Точно в назначенное время Лорд энергичным, пружинистым шагом вошел в зал и коротко, немного скованно обнял меня — он был славным, застенчивым человеком, и его всегда смущало публичное проявление чувств.
— Я тебя испачкала, — сказала я, стирая помаду с его щеки.
— Зря убрала — коллегам будет нечего обсудить.
— Ну, думаю, у них и без того хватает предметов для обсуждения.
— Кей, ты не представляешь, до чего приятно тебя видеть, — произнес он, ведя меня в обеденный зал.
— Так уж и приятно, — кокетливо ответила я.
— Ну разумеется.
Мы заняли столик перед витражным окном с изображением Джорджа Вашингтона верхом на коне. В меню я заглядывать не стала — там сто лет ничего не менялось. Лорд, как всегда, выглядел безупречно: высокий, подтянутый, синеглазый, с аккуратно уложенной седой шевелюрой. Он питал слабость к элегантным шелковым галстукам и старомодным штучкам вроде жилеток, запонок, карманных часов и галстучных булавок.
— Так что привело тебя в столицу? — спросил он, раскладывая льняную салфетку на коленях.
— Надо проанализировать кое-какие улики в лабораториях ФБР, — объяснила я.
Он кивнул.
— Работаешь над тем убийством в Северной Каролине?
— Да.
— Этого психа нужно остановить. Думаешь, он все еще там?
— Не знаю.
— Кажется, оставаться ему вроде бы незачем, — продолжал Лорд. — Логичнее куда-нибудь уехать и на какое-то время залечь на дно. Хотя, конечно, поведение таких нелюдей обычной логике не поддается.
— Фрэнк, — сказала я, — Люси попала в беду.
— Я сразу понял, что что-то не так, — невозмутимо заметил он. — У тебя это на лице написано.
Он внимательно слушал меня на протяжении получаса, и я была безгранично благодарна ему за терпение. Желающих, чтобы сенатор уделил им минутку-другую, и без меня было немало, а в тот день ему предстояло еще и несколько голосований.

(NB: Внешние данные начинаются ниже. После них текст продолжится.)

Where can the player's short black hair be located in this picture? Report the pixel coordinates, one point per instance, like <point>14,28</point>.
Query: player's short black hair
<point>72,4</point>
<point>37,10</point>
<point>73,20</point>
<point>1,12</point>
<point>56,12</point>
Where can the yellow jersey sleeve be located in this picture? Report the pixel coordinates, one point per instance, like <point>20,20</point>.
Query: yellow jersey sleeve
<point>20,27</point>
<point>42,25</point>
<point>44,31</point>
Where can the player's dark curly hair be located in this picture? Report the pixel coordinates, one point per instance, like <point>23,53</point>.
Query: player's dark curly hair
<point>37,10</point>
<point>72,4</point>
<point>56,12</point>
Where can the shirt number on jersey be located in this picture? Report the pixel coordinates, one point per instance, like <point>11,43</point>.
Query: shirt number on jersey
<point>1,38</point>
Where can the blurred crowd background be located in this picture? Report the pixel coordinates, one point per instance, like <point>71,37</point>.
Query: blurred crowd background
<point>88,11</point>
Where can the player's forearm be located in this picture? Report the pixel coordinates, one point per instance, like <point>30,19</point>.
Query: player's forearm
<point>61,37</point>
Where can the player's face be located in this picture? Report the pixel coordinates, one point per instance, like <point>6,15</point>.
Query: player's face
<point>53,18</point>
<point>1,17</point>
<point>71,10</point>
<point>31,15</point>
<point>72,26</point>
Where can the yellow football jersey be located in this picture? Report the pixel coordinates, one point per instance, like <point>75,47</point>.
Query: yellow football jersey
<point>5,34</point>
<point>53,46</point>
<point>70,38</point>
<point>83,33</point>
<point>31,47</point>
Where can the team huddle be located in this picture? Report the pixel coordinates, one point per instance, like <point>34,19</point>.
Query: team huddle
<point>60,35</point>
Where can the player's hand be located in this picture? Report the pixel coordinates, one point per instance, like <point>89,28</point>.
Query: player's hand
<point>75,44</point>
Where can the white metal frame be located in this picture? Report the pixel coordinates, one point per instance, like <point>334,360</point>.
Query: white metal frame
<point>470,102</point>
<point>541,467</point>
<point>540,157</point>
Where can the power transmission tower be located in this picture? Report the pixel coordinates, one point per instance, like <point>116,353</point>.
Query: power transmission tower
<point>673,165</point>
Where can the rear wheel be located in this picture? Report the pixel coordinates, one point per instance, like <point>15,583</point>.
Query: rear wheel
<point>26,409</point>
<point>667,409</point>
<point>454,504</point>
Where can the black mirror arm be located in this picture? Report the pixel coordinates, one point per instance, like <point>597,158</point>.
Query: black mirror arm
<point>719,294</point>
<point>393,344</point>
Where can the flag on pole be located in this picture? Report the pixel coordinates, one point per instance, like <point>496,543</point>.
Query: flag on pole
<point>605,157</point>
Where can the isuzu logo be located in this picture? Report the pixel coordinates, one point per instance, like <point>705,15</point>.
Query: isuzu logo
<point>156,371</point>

— Ты замечательный человек, — с чувством сказала я. — А вот я тебя подвела — попросила об услуге, чего не делаю почти никогда, и вот как все обернулось.
— Она действительно виновна? — спросил Лорд. Поджаренные на гриле овощи он оставил почти нетронутыми.
— Я не знаю. Улики говорят против нее, — ответила я. У меня вдруг запершило в горле. — Сама она утверждает, что ни при чем.
— И раньше она никогда тебя не обманывала?
— Мне так казалось. Однако недавно обнаружилось, что о некоторых важных сторонах своей жизни она мне никогда не говорила.
— А ты спрашивала почему?
— Она дала понять, что есть вещи, которые меня не касаются, а мне очень не хочется ее осуждать.
— Кей, если ты опасаешься, что осуждаешь ее, вероятнее всего, так и есть на самом деле. И Люси почувствует это, вне зависимости от того, будешь ты что-то говорить ей или нет.
— Мне никогда не доставляло удовольствия брать на себя роль ментора, — тоскливо сказала я. — Но что делать, если Дороти — ее мать и моя единственная сестра — слишком эгоцентрична и слишком любит мужчин, а потому не уделяет дочери достаточно внимания.